143 In particular...
144
145 ### Induction Variable Simplification
146
147 Loop optimizations are a primary focus of compiler optimizations, because many programs spend most of their time in a few loops, making those loops faster is the most fruitful optimization.
148 "Induction Variable Simplification" is a specific optimization that works on identified "loop induction variables", variables that change by a constant amount each loop iteration, or that are derived from other induction variables.
149
150 Here, `a` and `b` are identified as loop induction variables.

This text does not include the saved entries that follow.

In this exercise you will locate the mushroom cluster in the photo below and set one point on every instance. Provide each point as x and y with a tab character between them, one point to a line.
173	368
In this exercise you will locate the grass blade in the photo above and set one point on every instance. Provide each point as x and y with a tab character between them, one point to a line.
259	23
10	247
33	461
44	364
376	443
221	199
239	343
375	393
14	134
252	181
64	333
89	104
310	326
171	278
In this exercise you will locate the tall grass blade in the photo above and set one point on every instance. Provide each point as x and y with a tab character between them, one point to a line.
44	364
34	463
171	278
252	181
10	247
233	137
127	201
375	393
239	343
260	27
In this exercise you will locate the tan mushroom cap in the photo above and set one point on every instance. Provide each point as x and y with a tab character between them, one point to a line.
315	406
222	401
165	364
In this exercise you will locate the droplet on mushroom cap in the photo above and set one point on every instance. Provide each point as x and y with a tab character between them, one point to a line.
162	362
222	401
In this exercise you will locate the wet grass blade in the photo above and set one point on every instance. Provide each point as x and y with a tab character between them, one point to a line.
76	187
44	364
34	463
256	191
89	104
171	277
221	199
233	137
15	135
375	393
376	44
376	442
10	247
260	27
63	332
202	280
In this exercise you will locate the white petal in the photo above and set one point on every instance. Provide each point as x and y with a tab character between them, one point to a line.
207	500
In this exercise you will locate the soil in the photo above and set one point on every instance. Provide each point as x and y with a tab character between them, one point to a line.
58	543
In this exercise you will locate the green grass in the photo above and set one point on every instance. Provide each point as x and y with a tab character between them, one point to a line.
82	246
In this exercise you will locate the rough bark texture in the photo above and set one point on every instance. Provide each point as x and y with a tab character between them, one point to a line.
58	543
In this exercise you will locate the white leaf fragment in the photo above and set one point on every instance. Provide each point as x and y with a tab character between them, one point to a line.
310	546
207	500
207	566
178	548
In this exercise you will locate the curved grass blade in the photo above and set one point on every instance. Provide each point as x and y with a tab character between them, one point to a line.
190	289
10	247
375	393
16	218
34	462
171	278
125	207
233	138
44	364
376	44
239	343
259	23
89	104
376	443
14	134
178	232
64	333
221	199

151 Event more critically, `a` is the induction variable that controls the loop condition, so `a` is counting down towards `0`.
152 Therefore, LLVM can determine that the loop will run exactly `a` times, called the "trip count."
153
154 In cases where one of the induction variables is used after the loop and the trip count is statically known, LLVM performs an optimization where it computes the final value of the induction variable outside the loop, which splits the live range of the induction variable, and potentially makes it eligible for dead code elimination (which happens in this case).
155
156 ```llvm
157 define i32 @add(i32 %a, i32 %b) {
158 entry:
159 br label %tailrecurse
160
161 ; Loop:
162 tailrecurse:
163 %a.tr = phi i32 [ %a, %entry ], [ %tmp2, %recurse ]
164 %tmp1 = icmp eq i32 %a.tr, 0
165 br i1 %tmp1, label %done, label %recurse
166
167 recurse:
168 %tmp2 = sub i32 %a.tr, 1
169 br label %tailrecurse
170
171 ; Exit blocks
172 done:
173 %0 = add i32 %b, %a
174 ret i32 %0
175 }
176 ```
177
178 This IR looks basically like this C:
179
180 ```c
181 nat add(nat a, nat b) {
182 nat a0 = a;
183 while (a0 != 0) {
184 a0 -= 1;
185 }
186 return b + a;
187 }
188 ```
189
190 If you're interested in more details of these loop optimizations, my knowledge here comes from [some very nice lecture notes][] linked from Regehr's blog post, go read that if you want to know more about how you actually detect these cases.
191
192 [some very nice lecture notes]: https://www.cs.cmu.edu/~fp/courses/15411-f13/lectures/17-loopopt.pdf
193
194 ### Delete Dead Loops
195
196 This pass is very straightforward.
197 The loop doesn't do anything anymore, and we know it will terminate, so we can just get rid of it.
198
199 ```llvm
200 define i32 @add(i32 %a, i32 %b) {
201 entry:
202 %0 = add i32 %b, %a
203 ret i32 %0
204 }
205 ```
206
207 And therefore, our code has been optimized down to:
208 ```c
209 nat add(nat a, nat b) {
210 return b + a;
211 }
212 ```
213
214 Our recursive definition of addition turns out to actually be addition, and LLVM has proved it for us!
215
216 ## Takeaways
217
218 Very general optimizations can combine together to have some very surprising specific results, and optimizing compilers are very clever.
219
220 These same optimizations work to optimize Peano multiplication, since the loop induction variables like to work with linear functions, but they don't succeed with saturating subtraction, recursive comparisons, or min/max.
221 It'll be interesting to see if I can come up with a loop optimization pass that can deal with those more complicated trip counts / induction variables in general at all, or if I'll only succeed at pattern matching these very specific functions.